Come per magia, dimentichiamo facilmente quella che abbiamo vissuto noi stessi. Ci inerpichiamo nei ricordi e non troviamo nulla di simile alla contemporaneità. Vaghiamo come naufraghi tra i nuovi linguaggi e quelle liturgie sociali sconosciute. Il linguaggio parlato, il modo di vestirsi, i corpi che si muovono nello spazio, i messaggini e gli orizzonti. Sono un paesaggio apparentemente nuovo e incomprensibile. Le forme fluttuanti, gli occhi persi nel vuoto e i silenzi senza fine di questa adolescenza ci costringono a stare dentro una bolla d’aria per parlare da soli.
L’orientamento sessuale diventa fluido, i canoni della bellezza stravolti, gli interessi verso il mondo virtuale imbarazzanti, il rapporto con la storia conflittuale e la figura dell’eroe capovolta. Una frattura profonda tra quella generazione post sessantottina – gli ultimi nativi analogici – e i nuovi esseri digitali. Gli adolescenti di oggi sono i figli della crisi delle idee. Sono ragazzi i cui genitori hanno assistito al crollo del muro di Berlino dalla televisione. Sono i figli del “Grande Fratello”, di quella televisione d’evasione che è entrata nelle nostre famiglie e non è più uscita. Quella televisione che ha scavato nelle nostre vite e ne ha fatto un testo drammatico da rappresentare quotidianamente nei salotti delle televisioni.
Non è necessario demonizzare o ricercare nella TV ogni colpa ma approfondire l’incidenza che ha, rispetto alla nostra nuova conformazione culturale, forse sì. Sarebbe sbagliato cercare colpe, cause e malesseri. Ma è necessario individuare le ragioni e le modalità della trasformazione in atto.

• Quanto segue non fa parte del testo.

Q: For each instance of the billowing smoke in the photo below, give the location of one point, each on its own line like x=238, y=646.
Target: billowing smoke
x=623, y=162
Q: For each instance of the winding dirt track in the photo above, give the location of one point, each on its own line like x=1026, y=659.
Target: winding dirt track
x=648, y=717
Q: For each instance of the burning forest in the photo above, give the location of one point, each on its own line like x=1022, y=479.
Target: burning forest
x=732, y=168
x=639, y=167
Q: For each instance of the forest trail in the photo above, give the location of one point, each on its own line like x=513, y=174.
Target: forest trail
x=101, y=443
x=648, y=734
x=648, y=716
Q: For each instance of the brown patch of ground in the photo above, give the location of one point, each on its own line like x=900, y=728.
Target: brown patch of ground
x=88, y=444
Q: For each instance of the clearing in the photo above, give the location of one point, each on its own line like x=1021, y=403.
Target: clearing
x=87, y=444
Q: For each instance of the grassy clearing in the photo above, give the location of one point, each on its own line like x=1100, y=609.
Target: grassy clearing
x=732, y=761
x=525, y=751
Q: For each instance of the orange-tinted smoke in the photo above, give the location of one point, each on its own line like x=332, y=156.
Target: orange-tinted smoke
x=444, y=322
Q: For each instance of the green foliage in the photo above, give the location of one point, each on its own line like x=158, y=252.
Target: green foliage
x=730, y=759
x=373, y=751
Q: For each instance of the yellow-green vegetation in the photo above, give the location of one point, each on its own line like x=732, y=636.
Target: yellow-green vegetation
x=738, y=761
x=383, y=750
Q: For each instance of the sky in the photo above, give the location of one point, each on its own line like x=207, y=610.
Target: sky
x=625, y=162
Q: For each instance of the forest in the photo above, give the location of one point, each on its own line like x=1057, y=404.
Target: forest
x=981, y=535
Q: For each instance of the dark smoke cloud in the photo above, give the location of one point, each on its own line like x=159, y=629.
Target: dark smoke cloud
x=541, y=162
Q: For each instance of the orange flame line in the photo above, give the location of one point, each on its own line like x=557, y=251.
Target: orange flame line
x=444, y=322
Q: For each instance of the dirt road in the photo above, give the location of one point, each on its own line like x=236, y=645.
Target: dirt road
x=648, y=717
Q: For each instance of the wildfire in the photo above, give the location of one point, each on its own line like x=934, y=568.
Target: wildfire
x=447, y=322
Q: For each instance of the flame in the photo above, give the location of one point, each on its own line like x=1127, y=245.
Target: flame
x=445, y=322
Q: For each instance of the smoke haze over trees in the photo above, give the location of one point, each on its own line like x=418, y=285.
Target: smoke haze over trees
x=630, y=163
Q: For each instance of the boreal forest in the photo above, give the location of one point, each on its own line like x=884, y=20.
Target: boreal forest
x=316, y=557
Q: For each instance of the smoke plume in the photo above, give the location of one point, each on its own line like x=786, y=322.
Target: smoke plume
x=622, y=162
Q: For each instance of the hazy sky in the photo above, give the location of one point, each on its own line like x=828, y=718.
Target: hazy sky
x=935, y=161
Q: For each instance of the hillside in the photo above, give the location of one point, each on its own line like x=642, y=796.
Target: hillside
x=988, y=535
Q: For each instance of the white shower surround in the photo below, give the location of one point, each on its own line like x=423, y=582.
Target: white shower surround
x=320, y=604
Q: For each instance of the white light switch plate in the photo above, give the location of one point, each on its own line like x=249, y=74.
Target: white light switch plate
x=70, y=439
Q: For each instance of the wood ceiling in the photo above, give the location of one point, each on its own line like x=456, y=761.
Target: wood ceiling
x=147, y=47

Alcune evidenti, altre sottese, molte ancora tutte da scoprire. Sono molti gli ambiti di approfondimento e forse è troppo presto per guardarli con un certo distacco scientifico. Ad esempio, per compensare o contrastare i “personalismi” (quelli autoreferenziati) si sono creati i “partecipatismi”; forme nuove di dissipazione della responsabilità. Il Berlusconismo ha sconvolto le regole della comunicazione in molti campi e determinato un “modus operandi” comune ormai a tutti. Basta pensare che non esiste più un logo di partito senza il nome del suo leader (non tutti per adesso). Dall’altra parte il proliferare dei “collettivi”, delle micro lobby che usando un linguaggio diverso sono pur sempre autocelebrativi, come il Berlusconismo che dichiarano di combattere.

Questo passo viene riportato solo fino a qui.